🤖 AI Summary
Existing adversarial purification methods struggle to simultaneously preserve semantic fidelity and achieve robustness against adaptive attacks. This work proposes a diffusion-based purification framework operating at inference time, which introduces a novel time-guided mechanism to construct multi-scale denoising views along the diffusion trajectory. By dynamically distinguishing between high- and low-noise stages, the method balances global robust correction with fine-grained detail preservation. Additionally, it incorporates a test-time residual objective to refine score estimation. Evaluated in a zero-shot setting, the approach significantly improves robust accuracy across diverse datasets and adaptive threat models, and further enhances defense performance when combined with adversarial likelihood objectives.
📝 Abstract
Adversarial purification with diffusion models seeks to project adversarial examples back toward the data manifold, but balancing semantic preservation and robustness against adaptive attacks remains challenging.

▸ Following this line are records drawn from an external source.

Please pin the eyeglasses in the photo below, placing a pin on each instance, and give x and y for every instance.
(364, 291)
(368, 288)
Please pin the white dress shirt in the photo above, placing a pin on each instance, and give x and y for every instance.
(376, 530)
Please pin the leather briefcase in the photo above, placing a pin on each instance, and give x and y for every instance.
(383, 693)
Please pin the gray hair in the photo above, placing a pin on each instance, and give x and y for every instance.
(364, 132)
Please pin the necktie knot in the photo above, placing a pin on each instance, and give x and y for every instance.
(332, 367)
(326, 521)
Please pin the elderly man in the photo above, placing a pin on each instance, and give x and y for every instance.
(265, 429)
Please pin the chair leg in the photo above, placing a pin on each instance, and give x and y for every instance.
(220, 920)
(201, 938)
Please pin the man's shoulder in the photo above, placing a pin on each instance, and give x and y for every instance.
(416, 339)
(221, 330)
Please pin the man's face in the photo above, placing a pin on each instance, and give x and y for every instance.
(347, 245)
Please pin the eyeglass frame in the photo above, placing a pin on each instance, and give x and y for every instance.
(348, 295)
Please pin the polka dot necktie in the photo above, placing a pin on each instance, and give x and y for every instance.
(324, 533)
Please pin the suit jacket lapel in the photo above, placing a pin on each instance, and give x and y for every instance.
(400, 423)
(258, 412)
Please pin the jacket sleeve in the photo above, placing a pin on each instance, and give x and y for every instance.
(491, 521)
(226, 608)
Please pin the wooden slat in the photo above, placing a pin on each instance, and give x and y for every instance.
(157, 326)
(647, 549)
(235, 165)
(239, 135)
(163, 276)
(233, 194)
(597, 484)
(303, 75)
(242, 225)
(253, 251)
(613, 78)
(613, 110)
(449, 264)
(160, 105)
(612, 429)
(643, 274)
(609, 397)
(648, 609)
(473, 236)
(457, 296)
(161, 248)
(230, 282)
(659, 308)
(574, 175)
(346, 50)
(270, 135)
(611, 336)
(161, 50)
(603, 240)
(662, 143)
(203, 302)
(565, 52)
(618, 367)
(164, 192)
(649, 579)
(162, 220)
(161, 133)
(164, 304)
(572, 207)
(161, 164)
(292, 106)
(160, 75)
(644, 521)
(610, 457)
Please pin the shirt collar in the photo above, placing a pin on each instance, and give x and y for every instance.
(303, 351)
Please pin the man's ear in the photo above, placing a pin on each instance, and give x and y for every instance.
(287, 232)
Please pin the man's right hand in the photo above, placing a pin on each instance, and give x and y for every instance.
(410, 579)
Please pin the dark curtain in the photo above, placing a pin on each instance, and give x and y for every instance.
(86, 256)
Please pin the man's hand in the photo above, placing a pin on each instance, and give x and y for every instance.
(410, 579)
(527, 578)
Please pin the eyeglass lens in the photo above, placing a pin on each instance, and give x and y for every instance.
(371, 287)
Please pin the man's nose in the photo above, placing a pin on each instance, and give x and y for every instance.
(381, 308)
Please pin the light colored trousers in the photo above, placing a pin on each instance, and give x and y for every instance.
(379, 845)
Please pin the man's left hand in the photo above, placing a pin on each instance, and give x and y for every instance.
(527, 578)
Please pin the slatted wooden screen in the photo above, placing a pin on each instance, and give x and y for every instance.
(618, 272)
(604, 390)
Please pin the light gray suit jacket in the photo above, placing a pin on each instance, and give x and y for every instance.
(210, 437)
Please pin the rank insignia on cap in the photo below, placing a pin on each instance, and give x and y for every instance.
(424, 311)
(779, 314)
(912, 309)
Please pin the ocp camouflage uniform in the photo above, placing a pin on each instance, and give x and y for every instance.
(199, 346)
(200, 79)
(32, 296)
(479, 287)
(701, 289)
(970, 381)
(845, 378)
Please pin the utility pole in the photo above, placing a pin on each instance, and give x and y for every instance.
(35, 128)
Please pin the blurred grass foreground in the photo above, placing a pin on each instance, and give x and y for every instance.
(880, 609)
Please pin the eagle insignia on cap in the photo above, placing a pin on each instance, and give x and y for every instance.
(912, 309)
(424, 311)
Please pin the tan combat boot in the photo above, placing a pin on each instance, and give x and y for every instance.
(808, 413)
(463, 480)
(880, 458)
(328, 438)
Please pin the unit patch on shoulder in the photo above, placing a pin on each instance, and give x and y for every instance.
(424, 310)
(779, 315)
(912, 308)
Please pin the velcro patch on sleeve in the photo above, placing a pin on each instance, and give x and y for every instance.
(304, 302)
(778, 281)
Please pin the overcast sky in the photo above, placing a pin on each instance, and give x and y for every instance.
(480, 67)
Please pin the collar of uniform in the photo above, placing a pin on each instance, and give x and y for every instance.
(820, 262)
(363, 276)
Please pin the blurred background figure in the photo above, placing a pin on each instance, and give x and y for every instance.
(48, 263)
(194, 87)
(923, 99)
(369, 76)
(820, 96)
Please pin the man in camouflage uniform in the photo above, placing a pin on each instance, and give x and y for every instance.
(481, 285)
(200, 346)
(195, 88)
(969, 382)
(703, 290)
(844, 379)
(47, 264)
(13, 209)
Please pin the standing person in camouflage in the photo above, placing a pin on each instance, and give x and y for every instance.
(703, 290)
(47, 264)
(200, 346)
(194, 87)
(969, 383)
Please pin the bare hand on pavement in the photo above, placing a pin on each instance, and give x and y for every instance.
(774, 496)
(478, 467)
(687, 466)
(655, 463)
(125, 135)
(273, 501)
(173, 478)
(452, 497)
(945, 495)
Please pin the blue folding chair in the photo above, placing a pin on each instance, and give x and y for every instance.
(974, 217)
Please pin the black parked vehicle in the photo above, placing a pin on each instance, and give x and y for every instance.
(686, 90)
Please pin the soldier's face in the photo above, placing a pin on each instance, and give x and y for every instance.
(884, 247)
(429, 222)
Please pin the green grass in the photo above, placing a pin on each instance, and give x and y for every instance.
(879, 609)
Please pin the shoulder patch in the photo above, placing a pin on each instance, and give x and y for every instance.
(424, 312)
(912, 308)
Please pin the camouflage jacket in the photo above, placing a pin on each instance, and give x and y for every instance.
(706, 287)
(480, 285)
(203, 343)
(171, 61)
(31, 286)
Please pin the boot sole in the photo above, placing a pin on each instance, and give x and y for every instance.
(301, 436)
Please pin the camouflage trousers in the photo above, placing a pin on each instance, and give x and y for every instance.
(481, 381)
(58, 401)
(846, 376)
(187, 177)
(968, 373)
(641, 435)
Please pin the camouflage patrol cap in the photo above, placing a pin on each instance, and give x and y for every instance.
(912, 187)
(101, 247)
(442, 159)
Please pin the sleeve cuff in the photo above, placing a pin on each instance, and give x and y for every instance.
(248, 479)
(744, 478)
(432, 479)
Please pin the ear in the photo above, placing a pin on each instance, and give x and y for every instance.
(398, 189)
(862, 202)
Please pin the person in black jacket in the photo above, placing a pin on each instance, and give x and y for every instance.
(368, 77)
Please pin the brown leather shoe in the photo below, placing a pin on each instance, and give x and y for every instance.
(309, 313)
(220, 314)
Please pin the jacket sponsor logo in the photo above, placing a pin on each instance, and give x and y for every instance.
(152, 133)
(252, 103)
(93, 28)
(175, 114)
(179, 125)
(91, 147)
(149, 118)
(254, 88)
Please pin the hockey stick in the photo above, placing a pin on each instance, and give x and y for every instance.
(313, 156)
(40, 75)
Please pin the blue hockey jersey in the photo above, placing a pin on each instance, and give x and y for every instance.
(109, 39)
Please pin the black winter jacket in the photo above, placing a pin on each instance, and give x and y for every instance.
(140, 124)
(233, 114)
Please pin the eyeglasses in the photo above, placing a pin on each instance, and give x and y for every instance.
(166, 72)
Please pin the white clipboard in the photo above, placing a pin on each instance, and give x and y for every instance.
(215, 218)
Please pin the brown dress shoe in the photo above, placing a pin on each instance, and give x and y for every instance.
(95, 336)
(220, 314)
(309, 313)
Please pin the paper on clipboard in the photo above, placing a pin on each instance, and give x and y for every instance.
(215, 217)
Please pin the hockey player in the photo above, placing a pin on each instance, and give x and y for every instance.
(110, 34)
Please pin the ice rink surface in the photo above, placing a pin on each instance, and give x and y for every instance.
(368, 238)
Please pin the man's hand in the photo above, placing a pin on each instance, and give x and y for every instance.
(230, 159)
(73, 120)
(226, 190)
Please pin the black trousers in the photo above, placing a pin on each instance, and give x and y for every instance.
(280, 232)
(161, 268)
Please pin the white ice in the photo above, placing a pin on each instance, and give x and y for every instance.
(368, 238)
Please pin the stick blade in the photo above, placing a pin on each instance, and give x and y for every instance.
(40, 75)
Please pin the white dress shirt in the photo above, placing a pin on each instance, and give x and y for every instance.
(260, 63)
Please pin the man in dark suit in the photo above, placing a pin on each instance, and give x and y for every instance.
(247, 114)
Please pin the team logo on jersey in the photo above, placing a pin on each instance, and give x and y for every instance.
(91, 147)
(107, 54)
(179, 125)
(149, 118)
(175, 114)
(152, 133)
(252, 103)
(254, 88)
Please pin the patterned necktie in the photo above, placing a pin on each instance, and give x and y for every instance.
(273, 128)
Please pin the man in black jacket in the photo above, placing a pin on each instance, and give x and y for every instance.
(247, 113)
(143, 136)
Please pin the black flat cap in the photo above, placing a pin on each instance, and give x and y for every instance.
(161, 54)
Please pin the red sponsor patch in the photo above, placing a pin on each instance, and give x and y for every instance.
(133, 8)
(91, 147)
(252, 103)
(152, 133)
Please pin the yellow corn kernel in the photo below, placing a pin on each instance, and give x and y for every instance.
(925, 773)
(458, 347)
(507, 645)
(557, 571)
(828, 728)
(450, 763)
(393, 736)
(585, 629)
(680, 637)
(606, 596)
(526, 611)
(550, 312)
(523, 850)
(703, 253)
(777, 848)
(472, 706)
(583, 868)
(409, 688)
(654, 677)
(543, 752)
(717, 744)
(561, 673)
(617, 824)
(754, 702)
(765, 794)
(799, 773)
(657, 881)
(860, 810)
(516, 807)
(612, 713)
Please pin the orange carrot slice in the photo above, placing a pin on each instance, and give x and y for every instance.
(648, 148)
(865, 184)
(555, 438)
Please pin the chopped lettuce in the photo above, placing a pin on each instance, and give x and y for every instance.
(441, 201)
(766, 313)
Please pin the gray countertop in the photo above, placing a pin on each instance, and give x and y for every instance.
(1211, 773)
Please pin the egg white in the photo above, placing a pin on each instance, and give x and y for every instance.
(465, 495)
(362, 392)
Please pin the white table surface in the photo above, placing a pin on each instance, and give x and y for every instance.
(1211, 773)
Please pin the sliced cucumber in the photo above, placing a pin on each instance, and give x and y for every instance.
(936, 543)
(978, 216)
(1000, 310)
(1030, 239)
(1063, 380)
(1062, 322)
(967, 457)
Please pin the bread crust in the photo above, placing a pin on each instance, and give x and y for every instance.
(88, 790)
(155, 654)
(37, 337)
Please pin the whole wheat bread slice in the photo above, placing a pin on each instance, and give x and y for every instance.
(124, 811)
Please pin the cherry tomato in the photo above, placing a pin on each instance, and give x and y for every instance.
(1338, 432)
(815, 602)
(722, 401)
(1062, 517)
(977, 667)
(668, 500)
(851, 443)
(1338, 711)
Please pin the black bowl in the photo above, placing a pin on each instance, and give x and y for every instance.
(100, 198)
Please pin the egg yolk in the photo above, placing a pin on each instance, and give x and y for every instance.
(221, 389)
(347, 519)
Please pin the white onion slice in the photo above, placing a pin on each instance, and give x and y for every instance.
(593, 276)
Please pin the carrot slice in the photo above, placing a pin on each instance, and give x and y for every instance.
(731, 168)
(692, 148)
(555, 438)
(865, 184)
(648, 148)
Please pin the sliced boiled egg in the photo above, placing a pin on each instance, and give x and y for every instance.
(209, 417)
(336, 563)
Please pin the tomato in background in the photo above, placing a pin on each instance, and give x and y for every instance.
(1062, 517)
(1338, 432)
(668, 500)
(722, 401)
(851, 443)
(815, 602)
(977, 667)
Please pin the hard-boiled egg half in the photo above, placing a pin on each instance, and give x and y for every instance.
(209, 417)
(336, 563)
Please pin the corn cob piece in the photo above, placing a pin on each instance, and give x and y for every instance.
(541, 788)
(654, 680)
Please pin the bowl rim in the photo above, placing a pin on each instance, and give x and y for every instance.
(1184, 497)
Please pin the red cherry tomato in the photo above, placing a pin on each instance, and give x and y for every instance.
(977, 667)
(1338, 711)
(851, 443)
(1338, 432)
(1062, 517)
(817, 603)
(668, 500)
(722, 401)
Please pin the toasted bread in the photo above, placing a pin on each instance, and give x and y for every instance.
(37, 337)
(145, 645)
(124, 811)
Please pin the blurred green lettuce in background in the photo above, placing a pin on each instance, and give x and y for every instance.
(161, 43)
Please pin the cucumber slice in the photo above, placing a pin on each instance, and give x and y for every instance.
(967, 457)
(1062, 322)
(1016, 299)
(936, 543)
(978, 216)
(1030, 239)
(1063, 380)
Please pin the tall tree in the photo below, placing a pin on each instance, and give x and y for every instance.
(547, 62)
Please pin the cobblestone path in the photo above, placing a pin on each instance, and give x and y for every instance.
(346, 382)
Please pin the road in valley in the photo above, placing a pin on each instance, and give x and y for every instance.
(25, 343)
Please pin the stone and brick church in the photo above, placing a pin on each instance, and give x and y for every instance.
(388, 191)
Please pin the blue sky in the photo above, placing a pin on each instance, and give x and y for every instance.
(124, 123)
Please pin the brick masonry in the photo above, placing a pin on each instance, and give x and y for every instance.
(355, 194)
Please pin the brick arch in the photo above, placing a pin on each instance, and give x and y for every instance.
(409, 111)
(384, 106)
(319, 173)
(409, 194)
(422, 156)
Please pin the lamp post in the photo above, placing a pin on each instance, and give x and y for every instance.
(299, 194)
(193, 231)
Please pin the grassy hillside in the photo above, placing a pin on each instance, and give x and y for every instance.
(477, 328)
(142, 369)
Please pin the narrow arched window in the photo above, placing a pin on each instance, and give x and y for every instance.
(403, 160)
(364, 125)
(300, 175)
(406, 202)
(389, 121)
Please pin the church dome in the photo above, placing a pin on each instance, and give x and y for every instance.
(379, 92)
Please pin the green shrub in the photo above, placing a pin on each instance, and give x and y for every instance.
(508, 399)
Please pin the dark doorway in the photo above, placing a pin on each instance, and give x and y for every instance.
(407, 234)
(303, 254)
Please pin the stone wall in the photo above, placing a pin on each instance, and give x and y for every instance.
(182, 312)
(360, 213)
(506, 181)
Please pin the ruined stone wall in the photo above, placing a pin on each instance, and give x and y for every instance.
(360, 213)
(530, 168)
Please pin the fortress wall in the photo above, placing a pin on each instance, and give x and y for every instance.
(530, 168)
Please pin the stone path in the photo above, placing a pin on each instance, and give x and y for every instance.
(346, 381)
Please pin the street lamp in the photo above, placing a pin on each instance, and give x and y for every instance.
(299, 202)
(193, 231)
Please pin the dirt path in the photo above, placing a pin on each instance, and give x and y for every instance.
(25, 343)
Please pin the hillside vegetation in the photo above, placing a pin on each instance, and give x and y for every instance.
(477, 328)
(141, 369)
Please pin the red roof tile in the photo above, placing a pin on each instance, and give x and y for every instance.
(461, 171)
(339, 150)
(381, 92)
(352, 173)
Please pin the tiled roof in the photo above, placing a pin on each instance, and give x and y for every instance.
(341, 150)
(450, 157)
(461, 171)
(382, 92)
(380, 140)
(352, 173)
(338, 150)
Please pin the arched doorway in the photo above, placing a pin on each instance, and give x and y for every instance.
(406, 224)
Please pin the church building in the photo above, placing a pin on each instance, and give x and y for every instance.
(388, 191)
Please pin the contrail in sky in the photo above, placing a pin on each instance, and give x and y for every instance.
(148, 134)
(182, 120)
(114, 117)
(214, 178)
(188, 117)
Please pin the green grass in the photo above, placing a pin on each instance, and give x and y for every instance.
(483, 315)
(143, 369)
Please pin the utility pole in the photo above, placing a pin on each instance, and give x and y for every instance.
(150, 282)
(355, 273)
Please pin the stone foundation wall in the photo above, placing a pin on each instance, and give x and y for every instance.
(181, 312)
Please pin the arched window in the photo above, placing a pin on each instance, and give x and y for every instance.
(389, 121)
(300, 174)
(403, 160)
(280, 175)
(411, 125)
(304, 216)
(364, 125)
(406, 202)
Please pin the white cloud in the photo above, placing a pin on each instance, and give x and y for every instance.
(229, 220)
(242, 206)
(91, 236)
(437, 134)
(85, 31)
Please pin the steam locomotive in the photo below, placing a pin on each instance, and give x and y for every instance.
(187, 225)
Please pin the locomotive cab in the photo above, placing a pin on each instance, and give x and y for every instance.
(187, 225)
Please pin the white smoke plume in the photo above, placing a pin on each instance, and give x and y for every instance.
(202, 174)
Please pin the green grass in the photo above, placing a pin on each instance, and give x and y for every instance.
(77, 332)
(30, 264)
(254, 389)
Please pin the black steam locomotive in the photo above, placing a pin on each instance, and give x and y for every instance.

Recent work shows that standard diffusion purification can fail under adaptive evaluation, while test-time score-based optimization is more resilient. Existing optimization defenses, however, typically rely on a single diffusion noise regime or treat timesteps uniformly, overlooking the distinct roles of coarse and fine denoising scales. We propose Temporal Adversarial Rectification Optimization (TARO), an inference-time purification method that builds a temporally guided score prior from multiple denoising views along the diffusion trajectory. TARO forms a coarse-to-fine residual target: high-noise experts provide globally smoothed structure with reduced adversarial sensitivity, while low-noise experts restore image-specific, class-relevant details. A guidance strength controls this temporal correction, allowing TARO to balance robust global rectification with semantic preservation. Empirically, TARO improves robust accuracy across datasets and adaptive threat models in a zero-shot setting, while remaining compatible with complementary adversarial-likelihood objectives for further robustness gains.